Jeffrey Sachs : Trump, le complexe militaro industriel et l’Ukraine

Jeffrey Sachs, économiste renommé et directeur du Center for Sustainable Development à l'Université Columbia, a exprimé des vues critiques sur les États-Unis comme un pays dominé par le complexe militaro-industriel (souvent abrégé MIC en anglais), qu'il décrit comme une force puissante influençant la politique étrangère américaine et favorisant des conflits pour maintenir l'hégémonie des États-Unis.
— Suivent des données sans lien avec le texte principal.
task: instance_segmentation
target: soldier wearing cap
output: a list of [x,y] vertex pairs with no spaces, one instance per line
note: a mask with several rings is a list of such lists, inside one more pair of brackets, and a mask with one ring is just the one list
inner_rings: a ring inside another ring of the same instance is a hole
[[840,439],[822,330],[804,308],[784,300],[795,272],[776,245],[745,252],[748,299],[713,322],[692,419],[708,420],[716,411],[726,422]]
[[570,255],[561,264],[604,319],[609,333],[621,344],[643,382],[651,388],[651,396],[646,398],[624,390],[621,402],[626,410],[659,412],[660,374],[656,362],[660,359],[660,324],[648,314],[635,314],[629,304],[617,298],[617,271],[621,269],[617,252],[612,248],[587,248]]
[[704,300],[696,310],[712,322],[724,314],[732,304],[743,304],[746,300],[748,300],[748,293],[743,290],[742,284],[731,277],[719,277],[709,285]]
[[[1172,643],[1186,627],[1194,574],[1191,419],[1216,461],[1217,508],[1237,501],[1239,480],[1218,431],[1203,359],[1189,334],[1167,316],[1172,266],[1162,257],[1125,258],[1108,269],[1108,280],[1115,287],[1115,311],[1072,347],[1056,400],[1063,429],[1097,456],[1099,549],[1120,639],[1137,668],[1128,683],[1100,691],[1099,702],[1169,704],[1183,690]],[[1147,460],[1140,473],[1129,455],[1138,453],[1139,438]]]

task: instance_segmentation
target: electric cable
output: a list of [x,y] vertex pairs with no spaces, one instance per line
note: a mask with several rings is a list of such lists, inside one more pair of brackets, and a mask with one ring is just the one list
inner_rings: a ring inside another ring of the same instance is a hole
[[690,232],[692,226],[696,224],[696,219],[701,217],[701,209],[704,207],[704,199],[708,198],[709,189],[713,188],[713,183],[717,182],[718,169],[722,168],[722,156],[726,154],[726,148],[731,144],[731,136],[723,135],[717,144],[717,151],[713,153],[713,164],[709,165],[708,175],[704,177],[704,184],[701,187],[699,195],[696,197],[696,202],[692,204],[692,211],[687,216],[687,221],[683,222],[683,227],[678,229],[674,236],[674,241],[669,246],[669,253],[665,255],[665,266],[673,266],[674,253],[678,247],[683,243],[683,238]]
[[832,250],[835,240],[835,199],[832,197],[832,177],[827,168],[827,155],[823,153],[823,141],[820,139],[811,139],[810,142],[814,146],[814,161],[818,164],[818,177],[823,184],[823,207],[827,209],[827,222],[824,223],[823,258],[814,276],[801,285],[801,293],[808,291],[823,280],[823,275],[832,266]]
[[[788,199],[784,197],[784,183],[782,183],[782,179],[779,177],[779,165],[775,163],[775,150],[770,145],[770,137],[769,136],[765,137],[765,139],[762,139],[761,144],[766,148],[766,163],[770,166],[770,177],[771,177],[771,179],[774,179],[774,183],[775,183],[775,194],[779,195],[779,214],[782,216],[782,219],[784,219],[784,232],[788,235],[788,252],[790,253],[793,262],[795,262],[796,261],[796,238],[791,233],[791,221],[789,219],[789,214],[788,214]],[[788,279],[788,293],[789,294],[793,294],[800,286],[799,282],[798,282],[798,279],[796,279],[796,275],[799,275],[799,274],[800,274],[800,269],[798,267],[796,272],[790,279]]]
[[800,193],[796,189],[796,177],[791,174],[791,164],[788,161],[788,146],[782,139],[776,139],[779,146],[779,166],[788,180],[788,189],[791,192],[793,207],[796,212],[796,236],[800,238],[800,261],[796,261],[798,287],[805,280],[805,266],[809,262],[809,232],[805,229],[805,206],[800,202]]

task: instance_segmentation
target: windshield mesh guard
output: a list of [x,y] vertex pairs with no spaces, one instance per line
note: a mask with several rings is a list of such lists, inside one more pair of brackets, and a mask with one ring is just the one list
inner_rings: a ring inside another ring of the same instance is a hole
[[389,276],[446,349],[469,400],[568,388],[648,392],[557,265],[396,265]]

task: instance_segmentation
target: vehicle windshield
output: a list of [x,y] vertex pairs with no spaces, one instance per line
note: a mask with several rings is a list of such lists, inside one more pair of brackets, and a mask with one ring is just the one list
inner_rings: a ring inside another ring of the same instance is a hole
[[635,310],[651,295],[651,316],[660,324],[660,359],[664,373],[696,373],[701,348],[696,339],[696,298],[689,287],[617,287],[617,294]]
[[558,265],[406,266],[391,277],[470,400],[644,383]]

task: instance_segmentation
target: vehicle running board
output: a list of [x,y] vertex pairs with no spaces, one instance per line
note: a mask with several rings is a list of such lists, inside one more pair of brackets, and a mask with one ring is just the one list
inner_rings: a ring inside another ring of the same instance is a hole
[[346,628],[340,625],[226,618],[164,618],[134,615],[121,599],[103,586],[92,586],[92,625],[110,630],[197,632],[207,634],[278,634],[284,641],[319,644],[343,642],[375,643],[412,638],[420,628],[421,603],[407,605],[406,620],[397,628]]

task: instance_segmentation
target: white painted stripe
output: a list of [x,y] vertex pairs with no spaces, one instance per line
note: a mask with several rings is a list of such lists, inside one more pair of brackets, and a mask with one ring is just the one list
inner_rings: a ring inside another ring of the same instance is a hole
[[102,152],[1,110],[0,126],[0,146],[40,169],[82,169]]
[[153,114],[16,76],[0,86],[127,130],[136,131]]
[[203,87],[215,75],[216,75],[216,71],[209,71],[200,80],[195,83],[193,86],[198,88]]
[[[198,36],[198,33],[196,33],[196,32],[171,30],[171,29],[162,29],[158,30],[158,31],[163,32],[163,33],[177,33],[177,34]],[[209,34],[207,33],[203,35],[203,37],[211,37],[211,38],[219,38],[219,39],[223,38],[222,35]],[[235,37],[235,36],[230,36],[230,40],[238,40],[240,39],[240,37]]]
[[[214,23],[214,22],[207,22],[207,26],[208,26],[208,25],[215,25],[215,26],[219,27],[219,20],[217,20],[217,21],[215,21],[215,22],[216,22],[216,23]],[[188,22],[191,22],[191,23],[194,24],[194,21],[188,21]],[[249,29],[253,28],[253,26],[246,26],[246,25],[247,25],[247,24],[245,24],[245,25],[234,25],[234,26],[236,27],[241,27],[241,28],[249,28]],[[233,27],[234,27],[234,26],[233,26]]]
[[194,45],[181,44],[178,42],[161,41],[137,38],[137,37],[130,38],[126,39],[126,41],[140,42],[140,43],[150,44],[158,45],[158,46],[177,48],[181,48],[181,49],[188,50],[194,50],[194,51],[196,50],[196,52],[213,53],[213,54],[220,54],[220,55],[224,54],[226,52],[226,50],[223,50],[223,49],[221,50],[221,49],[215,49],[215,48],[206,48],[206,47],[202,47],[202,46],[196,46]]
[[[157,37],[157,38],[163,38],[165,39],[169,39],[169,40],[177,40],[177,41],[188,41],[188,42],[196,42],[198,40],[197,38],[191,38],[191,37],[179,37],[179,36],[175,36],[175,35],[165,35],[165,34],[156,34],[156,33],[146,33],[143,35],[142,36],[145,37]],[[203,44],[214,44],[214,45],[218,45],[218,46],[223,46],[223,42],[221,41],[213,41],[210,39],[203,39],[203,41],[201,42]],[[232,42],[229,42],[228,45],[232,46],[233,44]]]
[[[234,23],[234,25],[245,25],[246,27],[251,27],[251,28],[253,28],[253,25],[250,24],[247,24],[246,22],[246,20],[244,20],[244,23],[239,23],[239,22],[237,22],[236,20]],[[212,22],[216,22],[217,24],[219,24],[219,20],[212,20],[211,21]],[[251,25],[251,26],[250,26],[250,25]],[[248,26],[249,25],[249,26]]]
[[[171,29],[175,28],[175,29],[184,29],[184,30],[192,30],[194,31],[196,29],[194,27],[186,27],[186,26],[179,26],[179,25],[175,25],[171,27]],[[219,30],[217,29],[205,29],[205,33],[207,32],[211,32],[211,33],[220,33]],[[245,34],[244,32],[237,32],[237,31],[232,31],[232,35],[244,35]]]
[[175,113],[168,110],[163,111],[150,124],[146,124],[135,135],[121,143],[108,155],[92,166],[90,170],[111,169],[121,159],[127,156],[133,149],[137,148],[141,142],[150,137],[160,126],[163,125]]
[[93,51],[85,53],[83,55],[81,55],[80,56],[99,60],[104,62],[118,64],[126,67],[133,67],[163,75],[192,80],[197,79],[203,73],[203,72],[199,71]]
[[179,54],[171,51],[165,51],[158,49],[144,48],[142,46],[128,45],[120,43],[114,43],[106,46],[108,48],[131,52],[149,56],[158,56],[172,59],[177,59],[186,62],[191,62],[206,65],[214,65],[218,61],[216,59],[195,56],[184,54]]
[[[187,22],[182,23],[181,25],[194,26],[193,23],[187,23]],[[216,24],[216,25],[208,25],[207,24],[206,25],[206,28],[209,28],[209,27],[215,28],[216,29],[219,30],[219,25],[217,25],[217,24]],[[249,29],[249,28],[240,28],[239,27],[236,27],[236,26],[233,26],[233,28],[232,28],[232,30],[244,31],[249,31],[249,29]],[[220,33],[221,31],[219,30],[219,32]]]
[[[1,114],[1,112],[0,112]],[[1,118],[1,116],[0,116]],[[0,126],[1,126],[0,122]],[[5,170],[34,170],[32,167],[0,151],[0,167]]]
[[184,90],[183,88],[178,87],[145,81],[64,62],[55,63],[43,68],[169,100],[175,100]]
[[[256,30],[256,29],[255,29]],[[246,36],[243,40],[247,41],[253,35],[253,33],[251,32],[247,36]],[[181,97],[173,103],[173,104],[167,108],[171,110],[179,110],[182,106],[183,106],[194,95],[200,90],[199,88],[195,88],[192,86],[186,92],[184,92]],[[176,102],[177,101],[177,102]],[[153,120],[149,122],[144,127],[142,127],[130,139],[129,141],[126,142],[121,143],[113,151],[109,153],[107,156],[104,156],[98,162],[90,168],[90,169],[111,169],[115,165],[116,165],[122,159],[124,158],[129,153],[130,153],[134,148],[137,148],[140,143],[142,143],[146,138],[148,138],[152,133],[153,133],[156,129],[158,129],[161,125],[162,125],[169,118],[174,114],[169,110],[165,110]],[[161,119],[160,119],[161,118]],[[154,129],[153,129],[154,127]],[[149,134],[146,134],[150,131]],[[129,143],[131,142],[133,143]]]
Selon Sachs, ce complexe, allié à des lobbies comme celui pro-israélien, pousse les États-Unis vers des guerres, des opérations de changement de régime et une domination globale, rendant le pays moins sûr et rapprochant le monde d'un risque d'Armageddon nucléaire.
Il qualifie les États-Unis de "rogue nation" (nation voyou) sous l'emprise de ce système, où les deux partis politiques (démocrates et républicains) sont captifs du MIC, financé par des intérêts militaires qui priorisent les ventes d'armes et les interventions à l'étranger plutôt que la paix.
Sachs voit les États-Unis comme un "État militaire électoral" dans le sens où les élections et la politique intérieure sont influencées par ces intérêts militaires, avec des exemples comme l'expansion de l'OTAN vers l'est (qui a contribué à la guerre en Ukraine selon lui) et les tensions avec la Chine, motivées par une logique impériale plutôt que par des besoins réels de sécurité.
Il blâme les administrations successives, de Clinton à Biden, pour avoir gaspillé les opportunités de paix post-Guerre froide, et accuse le MIC d'avoir orchestré des conflits comme celui en Ukraine pour affaiblir la Russie.
Concernant Donald Trump, Sachs reconnaît que Trump a tenté de s'opposer à certains aspects de cette machine de guerre – par exemple, en promettant de mettre fin à des conflits comme celui en Ukraine via des négociations directes avec Poutine, ou en critiquant l'OTAN.
Sachs conseille même à Trump de défier le MIC en déclarant publiquement que l'OTAN ne s'étendra pas à l'Ukraine, en respectant la politique d'une seule Chine vis-à-vis de Taïwan, et en évitant des escalades qui pourraient mener à une guerre mondiale.
Cela pourrait, selon Sachs, sécuriser un legs positif pour Trump en réduisant les risques de confrontation avec la Russie ou la Chine.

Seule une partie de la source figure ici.